The operators of the StrRAT and Ratty remote access Trojans are launching a new campaign using polyglot MSI/JAR and CAB/JAR files to evade detection by security tools.

The campaign was spotted by deep instinct, which reports that threat actors have moderate success in evading detection by antivirus engines. This is remarkable given the age and documentation of the two RATs in particular.

Polyglot files combine two or more file formats in a way that allows them to be interpreted and launched by several different applications without error.

Threat actors have been using polyglot files to hide malicious code, confuse security solutions, and circumvent protections for several years now.

More recently, we reported that this technique was employed by the StrelaStealer Malware which targets Outlook and Thunderbird accounts.

Despite Microsoft’s efforts to address the issue by implementing a signature-based detection system, there are ways around this protection, so polyglot files continue to be used for malicious purposes.

RAT Polyglot Campaign

A notable case that was employed since 2018which is also what Deep Instinct observed in the last RAT distribution campaign, is the combination of JAR and MSI formats in a single file.

JAR files are archives identified as such by a record at their end, while in MSI the file type identifier is a “magic header” at the beginning of the file, so hackers can easily combine the two formats in one file.

This dual format allows them to be run as MSI in Windows and also run as a JAR file by the Java runtime.

JAR files are not executables, so they are not checked as vigorously by anti-virus tools.

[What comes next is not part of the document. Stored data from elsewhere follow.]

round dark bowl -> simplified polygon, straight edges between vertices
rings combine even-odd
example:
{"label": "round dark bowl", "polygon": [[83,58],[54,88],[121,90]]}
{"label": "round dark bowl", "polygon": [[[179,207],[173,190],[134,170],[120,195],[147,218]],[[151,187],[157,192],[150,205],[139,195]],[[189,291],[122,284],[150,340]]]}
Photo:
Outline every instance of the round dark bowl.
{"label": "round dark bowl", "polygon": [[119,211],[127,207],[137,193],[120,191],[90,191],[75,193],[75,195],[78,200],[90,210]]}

Unfortunately, this allows them to hide the malicious code and trick the AV into analyzing the MSI part of the file, which should come out clean.

​

Deep Instinct has noticed CAB/JAR combinations instead of MSI in other cases involving the same two RAT families. CABs are also good candidates for polyglot combinations with JARs because they also feature a magic header for file type interpretation.

The polyglots used in this campaign are served by Sendgrid and URL shortening services like Cutt.ly and Rebrand.ly, while the retrieved StrRAT and Ratty payloads are stored in Discord.

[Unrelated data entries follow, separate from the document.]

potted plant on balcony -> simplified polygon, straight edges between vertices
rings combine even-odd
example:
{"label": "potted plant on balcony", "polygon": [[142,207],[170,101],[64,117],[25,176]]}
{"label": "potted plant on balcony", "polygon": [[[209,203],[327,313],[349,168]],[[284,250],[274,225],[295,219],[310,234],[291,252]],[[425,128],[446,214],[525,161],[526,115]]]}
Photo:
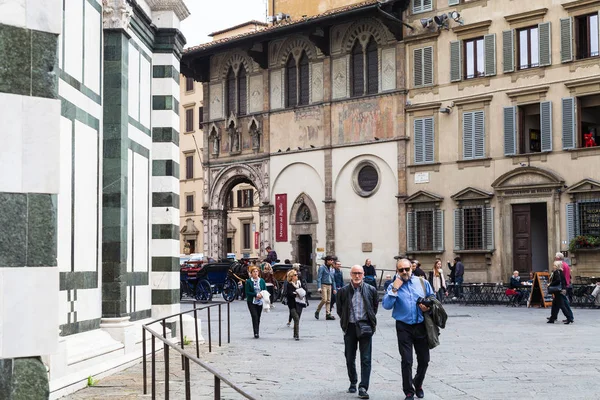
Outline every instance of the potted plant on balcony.
{"label": "potted plant on balcony", "polygon": [[600,249],[600,237],[598,236],[576,236],[569,243],[569,251],[576,252],[582,249]]}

In terms of detection, CAB/JAR polyglots return six positives out of 59 AV engines on Virus Total, while 30 security vendors identify MSI/JAR polyglots. Thus, the detection rate varies between 10% and 50%.

Deep Instinct reports that many polyglots reviewed for StrRAT and Ratty use the same C2 address and are hosted by the same Bulgarian hosting company.

It is therefore possible that the two strains are used in the same campaign carried out by the same operator.